The global art world is mourning the sudden loss of Koyo Kouoh, the trailblazing Cameroonian-born curator appointed to lead the 2026 Venice Biennale, who passed away at 57, per artnews.com. Her death was announced by the Biennale on Saturday, just weeks before she was set to reveal her highly anticipated exhibition theme.
Kouoh’s appointment had made her only the second African-born curator to helm the prestigious event, following Okwui Enwezor’s historic 2015 edition. Her passing marks a profound loss for contemporary art, particularly for the African creative community she championed tirelessly.
Since 2019, Kouoh served as Executive Director and Chief Curator of Zeitz MOCAA in Cape Town, transforming it into a global hub for African art.
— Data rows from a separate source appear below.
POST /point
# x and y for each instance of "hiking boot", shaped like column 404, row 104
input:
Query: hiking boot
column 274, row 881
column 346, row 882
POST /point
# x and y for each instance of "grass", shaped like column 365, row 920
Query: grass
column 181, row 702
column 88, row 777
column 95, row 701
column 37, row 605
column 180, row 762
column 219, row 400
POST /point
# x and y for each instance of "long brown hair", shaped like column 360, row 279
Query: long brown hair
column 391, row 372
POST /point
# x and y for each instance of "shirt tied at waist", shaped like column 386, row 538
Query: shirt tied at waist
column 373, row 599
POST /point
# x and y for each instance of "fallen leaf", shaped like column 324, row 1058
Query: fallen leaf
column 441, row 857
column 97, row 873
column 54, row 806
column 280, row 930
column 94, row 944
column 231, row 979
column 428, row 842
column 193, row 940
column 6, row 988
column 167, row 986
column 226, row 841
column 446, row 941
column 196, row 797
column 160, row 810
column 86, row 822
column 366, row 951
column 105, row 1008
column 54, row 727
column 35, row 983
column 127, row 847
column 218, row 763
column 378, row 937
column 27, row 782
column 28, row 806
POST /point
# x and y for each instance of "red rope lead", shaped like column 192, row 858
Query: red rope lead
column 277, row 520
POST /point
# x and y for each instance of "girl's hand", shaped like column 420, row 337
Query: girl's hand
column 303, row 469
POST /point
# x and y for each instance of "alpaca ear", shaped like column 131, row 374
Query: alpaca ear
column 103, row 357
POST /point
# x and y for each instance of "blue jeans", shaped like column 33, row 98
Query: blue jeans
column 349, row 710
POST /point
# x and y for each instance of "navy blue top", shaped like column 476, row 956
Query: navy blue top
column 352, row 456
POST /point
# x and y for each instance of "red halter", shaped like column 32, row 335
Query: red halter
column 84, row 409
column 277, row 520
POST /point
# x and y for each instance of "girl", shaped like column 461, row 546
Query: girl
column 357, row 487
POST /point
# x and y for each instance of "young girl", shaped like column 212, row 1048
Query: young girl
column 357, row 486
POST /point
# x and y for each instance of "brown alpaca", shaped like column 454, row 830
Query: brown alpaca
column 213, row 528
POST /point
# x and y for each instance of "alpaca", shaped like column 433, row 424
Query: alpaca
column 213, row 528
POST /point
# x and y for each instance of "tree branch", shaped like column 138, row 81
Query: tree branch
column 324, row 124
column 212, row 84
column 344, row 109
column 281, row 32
Under her leadership, the museum gained international acclaim with landmark exhibitions like “When We See Us: A Century of Black Figuration in Painting” (2022), a groundbreaking survey still touring globally.
Before Zeitz MOCAA, she founded RAW Material Company in Dakar (2008), an independent art centre that became a cornerstone of West Africa’s cultural landscape. Her vision was clear: to centre African voices in art discourse.
“I wanted to engage with ideas that concern our region first—then share them with the world,” she told Artforum in 2016.
Born in Douala, Cameroon, in 1967, Kouoh moved to Switzerland at 13, studying banking before pivoting to art in the 1990s. Inspired by feminist literature and African creatives like Ousmane Sembène, she relocated permanently to Dakar in 1996, immersing herself in Senegal’s art scene.
Her curatorial career took off with Documenta (2007, 2012), EVA International, and the Carnegie International (2018). Yet, she remained committed to institution-building in Africa, stating: “It’s important to build institutions, not just careers—they leave a legacy.”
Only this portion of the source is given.